Xbox One Jaguar AMD CPU:
4(fake AVX) * 2(ports) * 8(cores)* 1.75ghz =112 gflops
AMD Zen CPU: the exact ghz isn't know, but demonstration had it at 3.4.
It supports AVX2, but breaks it into 2x4 SSE internally(half throughput of intel)
4(fake AVX2) * 2(FMA) * 2(two FMA ports I *think*) * 8(cores) * 3.4(ghz) = 435.2 gflop
Intel Skylake Xeon added AVX512 support, unfortunately it appears AVX512 will not appear in consumer CPU's until 2018/19
I believe intel will be upping core count to either 6 or 8 for the k line by this time.
Future Intel K chip with AVX512:
16(AVX512) * 2(FMA) * 2(two FMA ports) * 6-8(cores) * 3.5-4.2(ghz) = between 1344 to 2150 gflops
Now Haswell can only decode 4 instructions per clock so keeping it fed with 2 FMA's per cycle is not always going to be possible.

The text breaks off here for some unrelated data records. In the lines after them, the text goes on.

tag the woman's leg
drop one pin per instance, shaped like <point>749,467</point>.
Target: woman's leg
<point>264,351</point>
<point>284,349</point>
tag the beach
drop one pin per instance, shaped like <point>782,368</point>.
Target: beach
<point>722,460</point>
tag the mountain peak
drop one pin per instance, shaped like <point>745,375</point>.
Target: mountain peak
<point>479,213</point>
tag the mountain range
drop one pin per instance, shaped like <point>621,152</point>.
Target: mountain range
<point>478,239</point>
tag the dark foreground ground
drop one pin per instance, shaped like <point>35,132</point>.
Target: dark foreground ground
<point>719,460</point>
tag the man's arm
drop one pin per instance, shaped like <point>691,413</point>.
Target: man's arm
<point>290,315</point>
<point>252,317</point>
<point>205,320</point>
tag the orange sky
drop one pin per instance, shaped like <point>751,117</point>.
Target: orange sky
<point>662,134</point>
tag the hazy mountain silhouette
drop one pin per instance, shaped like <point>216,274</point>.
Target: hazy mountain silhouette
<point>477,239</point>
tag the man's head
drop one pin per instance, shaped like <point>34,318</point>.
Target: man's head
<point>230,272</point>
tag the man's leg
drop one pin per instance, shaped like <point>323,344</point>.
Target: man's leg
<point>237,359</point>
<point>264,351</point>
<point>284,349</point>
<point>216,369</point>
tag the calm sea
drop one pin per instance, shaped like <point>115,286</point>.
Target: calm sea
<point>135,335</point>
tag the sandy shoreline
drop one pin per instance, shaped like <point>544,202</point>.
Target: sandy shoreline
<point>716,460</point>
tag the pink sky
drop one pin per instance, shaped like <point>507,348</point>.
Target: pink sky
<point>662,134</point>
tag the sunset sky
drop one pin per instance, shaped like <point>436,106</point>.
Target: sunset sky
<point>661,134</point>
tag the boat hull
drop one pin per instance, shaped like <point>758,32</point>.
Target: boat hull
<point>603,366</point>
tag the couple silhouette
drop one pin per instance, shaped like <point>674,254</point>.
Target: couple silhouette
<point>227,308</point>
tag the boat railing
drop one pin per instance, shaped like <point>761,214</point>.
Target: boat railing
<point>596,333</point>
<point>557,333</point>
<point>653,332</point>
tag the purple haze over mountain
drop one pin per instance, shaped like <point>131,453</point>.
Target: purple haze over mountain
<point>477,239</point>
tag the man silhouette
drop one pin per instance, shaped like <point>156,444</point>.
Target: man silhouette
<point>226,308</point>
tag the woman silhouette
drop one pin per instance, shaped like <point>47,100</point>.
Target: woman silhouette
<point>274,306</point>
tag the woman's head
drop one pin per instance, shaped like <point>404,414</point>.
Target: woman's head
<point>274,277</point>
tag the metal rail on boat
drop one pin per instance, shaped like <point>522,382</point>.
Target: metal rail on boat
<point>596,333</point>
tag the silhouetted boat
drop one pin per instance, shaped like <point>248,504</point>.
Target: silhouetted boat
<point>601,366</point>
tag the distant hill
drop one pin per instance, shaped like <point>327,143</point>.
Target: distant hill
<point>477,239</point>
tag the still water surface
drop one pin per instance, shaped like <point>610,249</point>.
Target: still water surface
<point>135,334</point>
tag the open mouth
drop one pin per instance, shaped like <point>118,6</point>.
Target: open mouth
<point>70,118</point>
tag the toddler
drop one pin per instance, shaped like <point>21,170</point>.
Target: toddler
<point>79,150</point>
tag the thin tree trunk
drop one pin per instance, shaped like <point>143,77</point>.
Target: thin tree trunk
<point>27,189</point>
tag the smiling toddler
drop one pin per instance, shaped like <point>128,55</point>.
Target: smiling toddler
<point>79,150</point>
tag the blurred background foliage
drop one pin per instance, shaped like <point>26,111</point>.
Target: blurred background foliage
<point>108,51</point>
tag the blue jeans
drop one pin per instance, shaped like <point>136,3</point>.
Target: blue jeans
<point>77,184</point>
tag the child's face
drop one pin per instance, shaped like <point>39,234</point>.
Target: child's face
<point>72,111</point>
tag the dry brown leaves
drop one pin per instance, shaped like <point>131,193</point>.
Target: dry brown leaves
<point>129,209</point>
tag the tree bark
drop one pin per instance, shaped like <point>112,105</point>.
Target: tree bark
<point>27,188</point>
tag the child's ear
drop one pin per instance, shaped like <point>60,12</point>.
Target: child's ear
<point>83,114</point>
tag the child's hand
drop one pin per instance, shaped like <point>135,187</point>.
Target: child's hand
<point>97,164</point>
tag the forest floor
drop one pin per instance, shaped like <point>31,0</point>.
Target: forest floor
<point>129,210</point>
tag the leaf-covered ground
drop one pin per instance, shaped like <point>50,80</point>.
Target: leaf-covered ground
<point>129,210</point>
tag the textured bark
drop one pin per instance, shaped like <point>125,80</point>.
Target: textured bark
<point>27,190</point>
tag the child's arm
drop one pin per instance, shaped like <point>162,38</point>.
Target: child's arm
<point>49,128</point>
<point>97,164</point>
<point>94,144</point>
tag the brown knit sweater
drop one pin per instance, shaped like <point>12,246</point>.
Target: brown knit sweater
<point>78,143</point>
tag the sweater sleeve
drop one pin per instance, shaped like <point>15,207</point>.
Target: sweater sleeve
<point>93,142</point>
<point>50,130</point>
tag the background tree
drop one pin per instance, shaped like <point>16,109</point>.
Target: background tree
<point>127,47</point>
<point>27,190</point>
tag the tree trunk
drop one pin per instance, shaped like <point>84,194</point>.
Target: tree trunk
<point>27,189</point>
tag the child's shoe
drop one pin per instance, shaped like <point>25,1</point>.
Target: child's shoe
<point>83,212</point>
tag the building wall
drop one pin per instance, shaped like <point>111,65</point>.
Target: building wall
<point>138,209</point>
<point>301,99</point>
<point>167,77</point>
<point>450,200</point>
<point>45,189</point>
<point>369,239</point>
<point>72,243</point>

It takes 5 cycles to retire FMA, so you need 10 FMA's in flight to maximize throughput.
With kabylake/skylake, FMA retires in 4 cycles, so only 8 are required.
Hyperthreading can help, but again, with only 4 instructions decoded per cycle, decoding might bottleneck it.
On Haswell Port 5 can also execute integer vector ops, so if you mixed int/float it might be possible to compute above the "gflops" rating, although this would be with integer math.